Dr. Barrett also pointed to a major gap in the field, which is the lack of predictive preclinical models. His earlier work with Dr. June on CD19 CAR T-cells revealed toxicities such as cytokine release syndrome only after treating patients. In solid tumors, this uncertainty is even greater, leading to situations where promising targets are shelved because safety cannot be adequately de-risked before clinical testing.

Lessons from Clinical Trials

Dr. June’s extensive clinical work has highlighted another key barrier: tumor heterogeneity. Solid tumors are genetically and phenotypically diverse, and this diversity evolves over time. In his glioblastoma trials at the University of Pennsylvania, CAR T-cells targeting EGFRvIII successfully eliminated antigen-positive cells but failed to produce durable responses because antigen-negative cells persisted.

This experience has directly informed Dr. June’s current multi-targeting strategy. By engineering CAR T cells to recognize more than one antigen, his team has improved response rates in glioblastoma, achieving meaningful tumor regression in a subset of patients. These findings reinforce the idea that target selection must account not only for specificity and safety, but also for coverage across heterogeneous tumor populations.

Dr. Sadelain echoed this point, noting that single-antigen targeting is unlikely to succeed in most solid tumors. His work has increasingly explored combinatorial targeting approaches, including logic-gated CAR designs that require dual antigen recognition to activate. These strategies aim to both improve specificity and reduce the risk of antigen escape.

The Importance of Binding and Antigen Biology

Another key lesson from both Drs. June and Sadelain’s research is that not all targets, or even all approaches to the same target, are equal. Dr. June highlighted how differences in binding affinity and epitope selection can dramatically affect outcomes. In the case of HER2, early CAR designs using high-affinity binders led to severe toxicity, while later iterations with modified binding properties showed improved safety.
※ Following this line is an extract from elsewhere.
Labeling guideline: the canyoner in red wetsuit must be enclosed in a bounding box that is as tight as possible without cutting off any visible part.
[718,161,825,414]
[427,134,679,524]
This insight has reshaped how researchers think about target selection. It is no longer sufficient to identify a tumor-associated antigen; the molecular details of how CAR T-cells engage that antigen are equally critical. Dr. Sadelain’s work has contributed to this understanding by systematically studying how CAR structure influences T-cell activation, persistence, and function.
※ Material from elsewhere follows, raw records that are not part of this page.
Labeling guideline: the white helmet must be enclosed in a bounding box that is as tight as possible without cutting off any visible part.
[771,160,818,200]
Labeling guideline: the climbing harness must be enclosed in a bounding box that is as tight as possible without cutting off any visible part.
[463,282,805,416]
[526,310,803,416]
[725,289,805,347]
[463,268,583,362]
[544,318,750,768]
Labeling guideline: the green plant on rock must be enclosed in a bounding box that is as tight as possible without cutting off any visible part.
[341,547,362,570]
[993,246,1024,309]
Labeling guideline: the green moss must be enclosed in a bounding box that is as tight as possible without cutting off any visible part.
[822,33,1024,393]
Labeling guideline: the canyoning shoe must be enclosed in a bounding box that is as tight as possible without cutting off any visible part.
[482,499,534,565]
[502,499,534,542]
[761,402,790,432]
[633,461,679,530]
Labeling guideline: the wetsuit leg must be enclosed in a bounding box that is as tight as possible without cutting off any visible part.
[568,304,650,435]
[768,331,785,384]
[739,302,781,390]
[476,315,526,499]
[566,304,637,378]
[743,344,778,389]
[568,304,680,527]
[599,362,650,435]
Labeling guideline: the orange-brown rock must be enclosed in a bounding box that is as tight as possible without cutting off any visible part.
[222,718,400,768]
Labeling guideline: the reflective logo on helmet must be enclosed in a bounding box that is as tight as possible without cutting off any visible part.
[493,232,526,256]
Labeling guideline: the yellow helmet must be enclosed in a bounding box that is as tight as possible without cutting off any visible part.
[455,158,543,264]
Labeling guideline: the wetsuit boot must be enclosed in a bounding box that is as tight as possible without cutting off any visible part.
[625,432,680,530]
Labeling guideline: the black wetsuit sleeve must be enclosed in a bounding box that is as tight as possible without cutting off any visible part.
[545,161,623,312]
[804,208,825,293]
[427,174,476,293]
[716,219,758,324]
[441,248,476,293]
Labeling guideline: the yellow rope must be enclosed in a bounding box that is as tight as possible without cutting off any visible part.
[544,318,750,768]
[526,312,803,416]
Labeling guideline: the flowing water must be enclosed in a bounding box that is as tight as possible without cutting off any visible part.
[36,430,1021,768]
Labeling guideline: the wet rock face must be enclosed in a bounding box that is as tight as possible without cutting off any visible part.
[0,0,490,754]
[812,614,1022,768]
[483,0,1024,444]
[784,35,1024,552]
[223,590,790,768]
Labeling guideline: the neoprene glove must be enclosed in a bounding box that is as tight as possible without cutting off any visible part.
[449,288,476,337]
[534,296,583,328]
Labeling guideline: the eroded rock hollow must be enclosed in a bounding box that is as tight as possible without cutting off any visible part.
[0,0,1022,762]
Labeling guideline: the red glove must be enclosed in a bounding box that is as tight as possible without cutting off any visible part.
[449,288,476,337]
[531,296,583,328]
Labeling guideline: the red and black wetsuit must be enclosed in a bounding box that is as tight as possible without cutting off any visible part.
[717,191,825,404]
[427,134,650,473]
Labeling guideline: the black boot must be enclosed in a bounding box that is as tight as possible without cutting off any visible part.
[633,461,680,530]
Emerging Targets and Clinical Momentum

Despite these challenges, the panel highlighted growing momentum in solid tumor targeting. Dr. June pointed to recent successes in neuroblastoma and Claudin 18.2 (CLDN18.2)-positive gastric cancers as evidence that the field is making progress. These targets, while not perfect, demonstrate that meaningful clinical activity is achievable.

Dr. Barrett noted that some targets previously considered too risky are being revisited as CAR T technology improves. Advances in cell engineering, many pioneered by Drs. June and Sadelain, are expanding the therapeutic window, making it possible to safely target antigens with limited normal tissue expression.

Target Selection as the Foundation for the Field

The panelists agreed that target selection is not just one component of CAR T-cell therapy, it is the foundation. Dr. June’s clinical insights, Dr. Sadelain’s innovations in CAR design, and Dr. Barrett’s translational perspective all draw the same conclusion. Without the right target, improvements in trafficking, persistence, or tumor microenvironment modulation will have limited impact.

At the same time, their collective work suggests a path forward. By expanding the search for novel antigens, refining multi-target strategies, and integrating deeper biological understanding into CAR design, the field is gradually overcoming the barriers that have long limited solid tumor success.

As Dr. Sadelain noted, the next breakthroughs may come not from better engineering alone, but from discovering entirely new classes of targets. For a field that began with a single, unusually ideal antigen, the future of CAR T therapy in solid tumors will depend on finding the next generation of targets, ones that are not just effective, but truly specific.